3. La SCI Saint Louis fait valoir qu’à la date de l’audience, la construction dont le préfet de Corse, préfet de la Corse-du-Sud sollicite la suspension de l’exécution du permis de construire est hors d'eau et hors d'air et totalement achevée. Ainsi, dès lors que la SCI pétitionnaire en justifie par des pièces versées au débat et notamment une attestation de l’architecte du projet, datée du 31 décembre 2025, la demande présentée par le préfet de Corse, préfet de la Corse-du-Sud tendant à la suspension de l'exécution de l’arrêté du 30 juillet 2025, par lequel le maire de la commune de Zonza a délivré à la SCI Saint Louis, un permis de construire pour l’extension d’un bâtiment existant, sur la parcelle cadastrée H 1390, située lieu-dit « Route de Pinarello, Alzeto » est devenue sans objet et doit donc être rejetée.

4. Dans les circonstances de l’espèce, il n’y a pas lieu de faire droit aux conclusions de la SCI Saint Louis présentées sur le fondement des dispositions de l’article L. 761-1 du code de justice administrative.


O R D O N N E :



Article 1er : Il n’y a plus lieu de statuer sur le déféré du préfet de Corse, préfet de la Corse-du-Sud.

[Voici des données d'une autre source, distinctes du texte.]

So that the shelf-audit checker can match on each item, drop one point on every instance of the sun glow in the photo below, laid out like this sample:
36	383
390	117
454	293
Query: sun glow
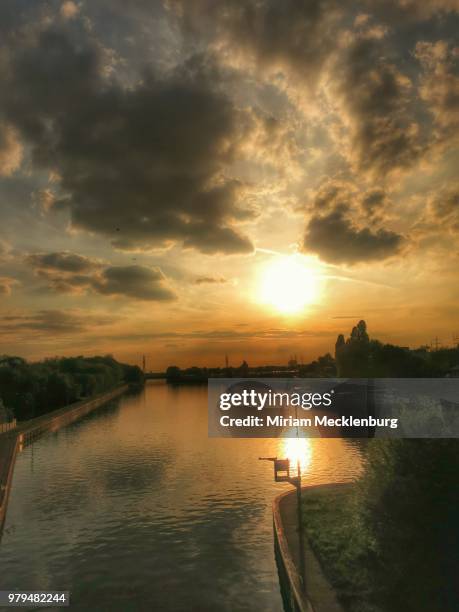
288	284
298	449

Article 2 : Le surplus des conclusions des parties est rejeté.

Article 3 : La présente ordonnance sera notifiée au préfet de Corse, préfet de la Corse-du-Sud, à la commune de Zonza et à la SCI Saint Louis.


Fait à Bastia, le 8 janvier 2026.


La juge des référés, La greffière,

Signé Signé
A. Baux M. Bindi






La République mande et ordonne au préfet de Corse, préfet de la Corse-du-Sud, en ce qui le concerne ou à tous commissaires de justice à ce requis en ce qui concerne les voies de droit commun contre les parties privées, de pourvoir à l'exécution de la présente décision.